見ようによってはジュピターの無謀につきあってあげる、という意味にもとれる巨大な光の柱はやがて消えてしまい。

その後、ほどなくして。

頼りない光を放つ、出力控えめのクレセントビームがピッ、ピッと二度。

夜空に二度、打ち上げられた。

まるで

─── あ、ごめん。やっぱ無理だったわ。

……と。そんな罰が悪そうなヴィーナスの顔が目に浮かぶような形で。

「……あ……は……」

凄まじい力の行使の直後の、夜空に打ち上げられた頼りない二度の光。

「ヴィーナスまで……何やってのよ……」

その恰好のつかない結末に思わずマーズは脱力し、少しだけ笑ってしまう。

そして。
緊張が解けた形で、マーズは持前の冷静さを取り戻した。

「……でも……どういうこと?」

─── あのヴィーナスがジュピターを諫めるためだけに、あれほどの出力でエナジーを消費したりするだろうか、と。

ここで、マーズは重大な事に気づく。

そもそもヴィーナスが光を打ち上げた場所は、明らかにジュピターが力を奮っていた場所よりも離れていたのだ。

遠目に見ても明らかに。

(まさか……二人は今、一緒にいないの?)

そのマーズの仮説を裏付けるように。

ほどなくして、ヴィーナスがクレセントビームの光を打ち上げた場所から、少し離れた迷路の一画から。
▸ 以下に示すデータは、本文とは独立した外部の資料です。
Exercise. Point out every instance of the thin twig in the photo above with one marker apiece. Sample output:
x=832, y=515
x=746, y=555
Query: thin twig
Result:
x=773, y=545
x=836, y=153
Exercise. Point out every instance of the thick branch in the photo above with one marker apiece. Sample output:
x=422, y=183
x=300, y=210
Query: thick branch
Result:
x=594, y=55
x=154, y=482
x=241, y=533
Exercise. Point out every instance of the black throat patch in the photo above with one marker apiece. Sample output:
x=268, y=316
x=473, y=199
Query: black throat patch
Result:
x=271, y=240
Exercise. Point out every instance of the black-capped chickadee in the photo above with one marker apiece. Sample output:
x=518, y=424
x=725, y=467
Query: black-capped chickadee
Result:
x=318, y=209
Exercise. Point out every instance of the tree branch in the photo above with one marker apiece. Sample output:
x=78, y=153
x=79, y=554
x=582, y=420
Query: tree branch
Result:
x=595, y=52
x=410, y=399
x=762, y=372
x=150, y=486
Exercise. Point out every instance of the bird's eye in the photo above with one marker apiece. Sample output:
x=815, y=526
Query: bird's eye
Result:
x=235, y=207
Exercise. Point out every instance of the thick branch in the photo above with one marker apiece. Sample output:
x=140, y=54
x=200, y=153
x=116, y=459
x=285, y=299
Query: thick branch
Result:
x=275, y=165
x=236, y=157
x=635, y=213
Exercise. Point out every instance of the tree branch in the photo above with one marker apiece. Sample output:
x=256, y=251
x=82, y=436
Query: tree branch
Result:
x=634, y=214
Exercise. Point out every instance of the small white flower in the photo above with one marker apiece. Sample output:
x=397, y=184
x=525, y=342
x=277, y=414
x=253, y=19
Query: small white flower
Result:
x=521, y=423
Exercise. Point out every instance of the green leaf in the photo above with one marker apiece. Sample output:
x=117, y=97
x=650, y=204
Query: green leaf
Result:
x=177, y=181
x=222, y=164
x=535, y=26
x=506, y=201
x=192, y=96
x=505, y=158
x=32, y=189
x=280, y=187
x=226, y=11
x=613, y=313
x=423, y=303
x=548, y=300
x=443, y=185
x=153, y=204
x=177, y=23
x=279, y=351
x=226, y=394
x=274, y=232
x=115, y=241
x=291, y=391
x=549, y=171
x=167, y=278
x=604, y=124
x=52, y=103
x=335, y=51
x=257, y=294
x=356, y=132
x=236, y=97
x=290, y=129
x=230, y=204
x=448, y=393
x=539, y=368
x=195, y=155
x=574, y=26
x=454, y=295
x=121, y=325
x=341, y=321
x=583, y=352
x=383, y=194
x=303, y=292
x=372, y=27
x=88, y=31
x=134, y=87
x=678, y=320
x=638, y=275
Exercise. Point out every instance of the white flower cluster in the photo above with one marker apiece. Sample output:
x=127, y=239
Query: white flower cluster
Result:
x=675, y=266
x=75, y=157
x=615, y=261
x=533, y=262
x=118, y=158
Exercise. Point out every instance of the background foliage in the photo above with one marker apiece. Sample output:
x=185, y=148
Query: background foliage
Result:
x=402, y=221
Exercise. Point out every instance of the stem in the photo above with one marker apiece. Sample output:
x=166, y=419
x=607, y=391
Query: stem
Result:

金色の小さな光と、それを包み込むように反射する光が打ち上げられた。

まるで

─── 私たちはここにいるから
─── 心配しないで、ジュピター

と伝えるかのように。

おそらくは、月のセーラー戦士、セーラームーンと。
水星のセーラー戦士、セーラーマーキュリーが。

夜空に向けて放ったのだ。
三日月形の光弾を放つムーン・プリンセス・ハレーションを、水の泡から霧を作り出すシャボン・スプレーと合わせる形で。

「……わかった……そういうこと……、か…」

ここにきて、ようやく。マーズは理解した。

後続の四人は、迷宮に突入して早々にそれぞれの所在がわからないほどに分断されてしまっているのだ。

このエナジードレインの雨が降り注ぐ中で。

先に繰り返された、とてつもない雷撃の数々。

この結界そのものを破壊してやる、と言わんばかりのジュピターの暴走。

それは分断されてしまった仲間たちが無事かどうか、心配するあまりのことに違いない。

しかし、それを力技で制する形で。ヴィーナスはクレセントビームを最大出力で夜空に
向かって放ち、自分の健在を示したのだ。

そしてそれに呼応する形で、ムーンとマーキュリーもまた空に必殺技を放つことで無事をアピールしたのだ。

「……なんて……人達なの……」

夜空に放たれた、セーラー戦士たちの信号弾。

窮地において力を発揮する仲間たちの心の強さにマーズは胸を打たれる。

思わず涙ぐんでしまうほどに。

そして、ほどなくして。

再び、ジュピターの雷撃が夜空を照らした。

迷宮の壁にではなく、空に向けて放たれた雷撃が。

─── ごめん。馬鹿なことやってしまったね。

そう、仲間たちに伝えたいかのように。

夜空に放たれた、セーラー戦士の絆を示すかのような必殺技の信号弾。

その美しさに心を打たれ。

マーズもまた夜空に向かって手を伸ばす。

「みんな……私もここにいるよ……」

あの、絆に連なるべく。

「…大丈夫、私も無事だから安心してね…」

自らもまた炎を打ち上げて健在を示そうとして。

……。

ふと、我に返り。

マーズの手はピタリと止まってしまった。

今、すぐ。この場で。
仲間たちに続く形で。

自分も放つべきなのだ。
この夜空に、ファイヤー・ソウルを。

しかし、マーズは躊躇している自分に気づく。

─── いいの? それで?
─── 無事を伝え、このままみんなと合流する。
─── 本当に、それでいいの?

本来なら、当然のように選ぶべき選択肢。

仲間たちとの合流。

しかし、今、セーラーマーズはその選択に強い抵抗感を感じてしまっている。

───
みんなと合流したら、あとは脱出あるのみ。

───
このエナジードレインの雨の中、戦いを継続するなどありえない。

───
あんな大暴れをしたジュピターの消耗は深刻なもののはず。

自分もまた、この必殺技の信号弾に加わったなら、その後の展開は容易に想像できる。

『合流したあとの脱出』

それ以外の選択肢はない。

しかし。

「 ……そんなの、嫌よ 」

無意識に、マーズは口にしていた。

そして悔しげに唇を噛んだ。

─── このまま、敵を逃がしていいの?

─── 私なら。私ひとりなら。

─── このまま一気に、この迷宮の中心を突く自信があるわ。

それは過剰な自信ではない。

マーズは、今現在この結界の迷路を『ほぼ最適』のコースで攻略している手ごたえを感じていた。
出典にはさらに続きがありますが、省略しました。